Free now, she clambered up the stairs, thinking she could navigate the third floor and go down the stairs at the other end. She glanced back at her mother—not my mother—and Gruff blinked, confused, as if wondering what he was doing standing there with hell erupting around him. He shouted, ran over Burton’s back as he hurried down the stairs, and lost his footing. He tumbled, gasping in surprise, and slipped through a gap of torn wood where the stairs had given way.
Kendra paused, knowing she should run, knowing she could trust none of her senses, but tugged by a heroine’s instinct to save the day.
Emily Dee to the freaking rescue.
Gruff was only visible from the chest up, and he reached toward her with one arm while scrabbling for purchase with the other. His eyes were wide and scared.

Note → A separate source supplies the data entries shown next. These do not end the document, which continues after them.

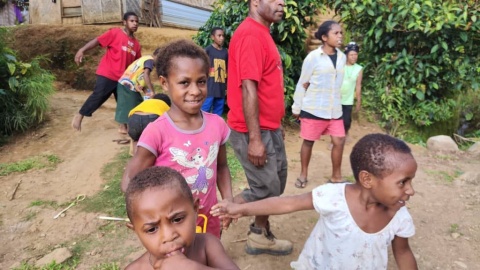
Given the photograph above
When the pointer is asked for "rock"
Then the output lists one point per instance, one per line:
(442, 143)
(474, 149)
(460, 264)
(59, 255)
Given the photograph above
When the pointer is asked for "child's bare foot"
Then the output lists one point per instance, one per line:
(77, 122)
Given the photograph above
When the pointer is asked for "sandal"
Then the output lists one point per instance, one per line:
(301, 183)
(121, 141)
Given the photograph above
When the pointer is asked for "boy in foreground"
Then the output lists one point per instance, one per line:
(163, 214)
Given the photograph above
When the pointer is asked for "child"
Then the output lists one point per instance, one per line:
(357, 221)
(217, 77)
(122, 48)
(319, 108)
(185, 138)
(162, 213)
(134, 80)
(145, 113)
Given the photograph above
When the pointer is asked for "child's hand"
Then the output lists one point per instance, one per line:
(226, 209)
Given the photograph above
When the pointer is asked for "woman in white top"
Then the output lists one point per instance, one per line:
(317, 99)
(357, 222)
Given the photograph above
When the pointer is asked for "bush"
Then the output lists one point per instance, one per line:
(24, 90)
(289, 35)
(420, 56)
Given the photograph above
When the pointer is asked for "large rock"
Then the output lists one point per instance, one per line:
(441, 143)
(59, 255)
(474, 149)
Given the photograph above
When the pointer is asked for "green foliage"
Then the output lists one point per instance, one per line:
(420, 55)
(289, 35)
(36, 162)
(24, 90)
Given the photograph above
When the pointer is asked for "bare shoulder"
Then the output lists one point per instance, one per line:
(140, 263)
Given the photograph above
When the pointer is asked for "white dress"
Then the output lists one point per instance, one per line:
(337, 242)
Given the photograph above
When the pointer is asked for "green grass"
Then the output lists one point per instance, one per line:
(110, 200)
(236, 169)
(36, 162)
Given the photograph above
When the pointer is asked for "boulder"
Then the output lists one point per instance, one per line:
(442, 143)
(59, 255)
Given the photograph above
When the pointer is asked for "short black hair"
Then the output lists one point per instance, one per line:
(156, 177)
(179, 48)
(128, 14)
(214, 30)
(164, 98)
(375, 153)
(324, 28)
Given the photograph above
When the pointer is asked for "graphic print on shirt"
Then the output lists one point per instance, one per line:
(199, 159)
(217, 72)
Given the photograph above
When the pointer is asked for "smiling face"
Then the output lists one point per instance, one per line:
(269, 11)
(394, 189)
(164, 220)
(352, 57)
(187, 85)
(218, 37)
(131, 24)
(334, 37)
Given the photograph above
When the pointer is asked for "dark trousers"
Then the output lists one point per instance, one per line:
(104, 87)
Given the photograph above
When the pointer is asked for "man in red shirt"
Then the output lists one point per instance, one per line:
(256, 101)
(122, 49)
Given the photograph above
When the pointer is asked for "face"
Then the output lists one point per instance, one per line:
(164, 221)
(271, 11)
(187, 85)
(219, 37)
(131, 24)
(352, 57)
(334, 36)
(395, 189)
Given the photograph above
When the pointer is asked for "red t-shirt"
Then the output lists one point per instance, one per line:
(253, 55)
(121, 52)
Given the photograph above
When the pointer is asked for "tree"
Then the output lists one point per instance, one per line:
(289, 35)
(420, 56)
(24, 90)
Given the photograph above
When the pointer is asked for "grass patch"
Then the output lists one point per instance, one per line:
(236, 169)
(36, 162)
(110, 200)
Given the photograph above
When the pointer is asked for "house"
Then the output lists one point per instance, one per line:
(178, 13)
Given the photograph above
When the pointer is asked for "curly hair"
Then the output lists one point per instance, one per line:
(156, 177)
(179, 48)
(324, 28)
(375, 153)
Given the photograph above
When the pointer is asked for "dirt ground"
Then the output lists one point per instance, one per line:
(445, 208)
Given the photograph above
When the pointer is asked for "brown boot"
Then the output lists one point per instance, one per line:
(261, 240)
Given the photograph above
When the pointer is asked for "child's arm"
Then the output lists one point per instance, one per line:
(142, 160)
(403, 254)
(224, 179)
(90, 45)
(265, 207)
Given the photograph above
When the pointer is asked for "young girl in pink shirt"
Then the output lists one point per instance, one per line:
(185, 138)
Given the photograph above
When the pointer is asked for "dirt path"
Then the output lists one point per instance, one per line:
(446, 209)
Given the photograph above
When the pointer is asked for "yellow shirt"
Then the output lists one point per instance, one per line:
(151, 106)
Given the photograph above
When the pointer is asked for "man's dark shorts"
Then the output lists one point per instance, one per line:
(137, 123)
(269, 180)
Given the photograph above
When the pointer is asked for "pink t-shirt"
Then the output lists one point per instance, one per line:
(193, 153)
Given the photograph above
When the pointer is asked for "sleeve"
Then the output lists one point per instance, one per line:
(406, 228)
(151, 139)
(250, 55)
(306, 74)
(148, 64)
(107, 38)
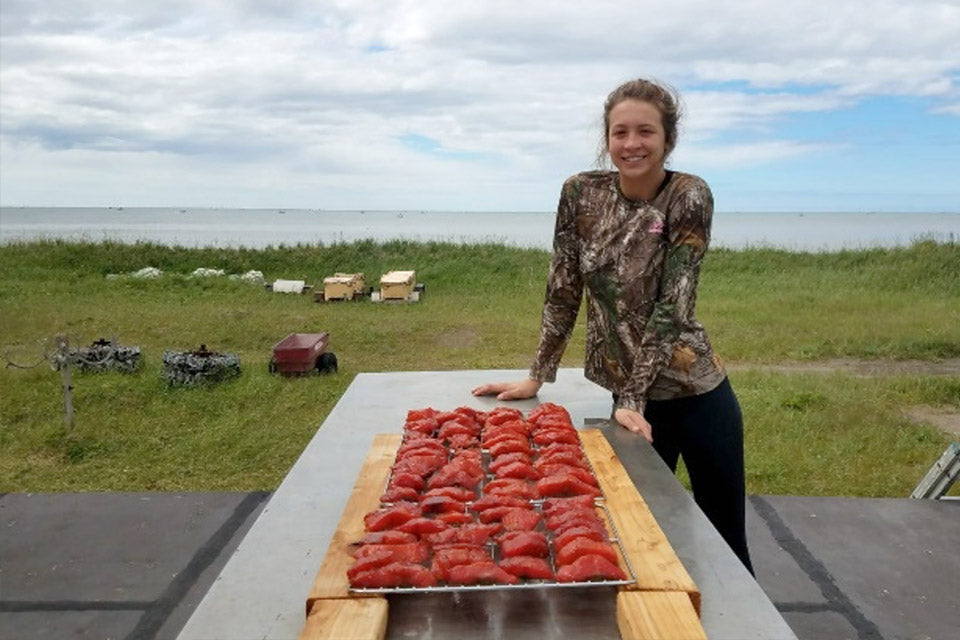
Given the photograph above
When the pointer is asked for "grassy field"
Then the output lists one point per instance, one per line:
(807, 434)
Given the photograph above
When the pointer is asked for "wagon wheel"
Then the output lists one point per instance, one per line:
(327, 362)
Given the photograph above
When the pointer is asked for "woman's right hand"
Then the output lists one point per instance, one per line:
(518, 390)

“Help,” he wheezed, smoke billowing up around him.
Despite herself, she reached for him. Rochester, or the thing that owned Rochester, had made Gruff delay her until the stairs had collapsed. And now that Rochester had played his game, Gruff was just another toy to be discarded. She stooped and extended her hand, bracing herself against the stair railing, judging the man’s weight at 220 or so.
But just before their fingers met, Gruff slid down a few inches, and then dropped away in a sudden eruption of splinters and rising sparks.
She gazed into the smoking well for a moment, understanding he was lost. In more ways than one.
The hand locked around her ankle.
Kendra kicked, but Burton held tight, his eyes now open and filled with mad light.
“The Diggersh daughter,” he said, the words mushed by blood and gore. “You going to leave without burying me?”
“Sorry, Burton,” she said. “But I know it’s not you.”
She brought her other foot down on his wrist, jamming her heel into the flesh. He didn’t wince but the muscles tensed. She stomped again, sick to her stomach but driven by fear and rage. Bones snapped and the clutching fingers loosened.
Kendra danced away and ran up the stairs to the third floor.
Chapter 47
Violet stood by the main lobby entrance, arms folded.
The small crowd pushed against her, shouting as the smoke blinded them. Rhonda had spit out her gum and Jonathan Holmes, the burly, bald member of SSI, tried to shove past her. The only light was from a torch held aloft by one of the guests. She searched for Philippe among the flame-licked faces but didn’t see him.
Maybe her friends in the basement had taken care of him. She had a new maintenance staff, and they would be on call around the clock, forever.
“Remain calm,” Violet shouted.
“Let us the hell out of here,” Jonathan said.
“The door’s jammed,” Violet said.
“The second floor’s caving and the stairs are shot,” said Cody, the young, good-looking SSI guy. He cradled a whimpering old woman in his arms.
Janey? Her heart clutched. No. This place is mine now.
The old woman rolled her face away from Cody’s chest. Violet was relieved. Besides, Janey was too proud to accept help.
The hotel gave a deep shudder, settling on its framework. Outside, shingles tore loose and rained down past the windows. The floor was warm beneath them, the carpet steaming. Some of the people were groggy and bleary-eyed from the carbon monoxide.
Sleep tight, my valued guests. Enjoy your stay.
Jonathan Holmes threw his shoulder against the massive door. He bounced off with a thrunk, cursing, while a couple of people joined Jonathan and put their weight against the door.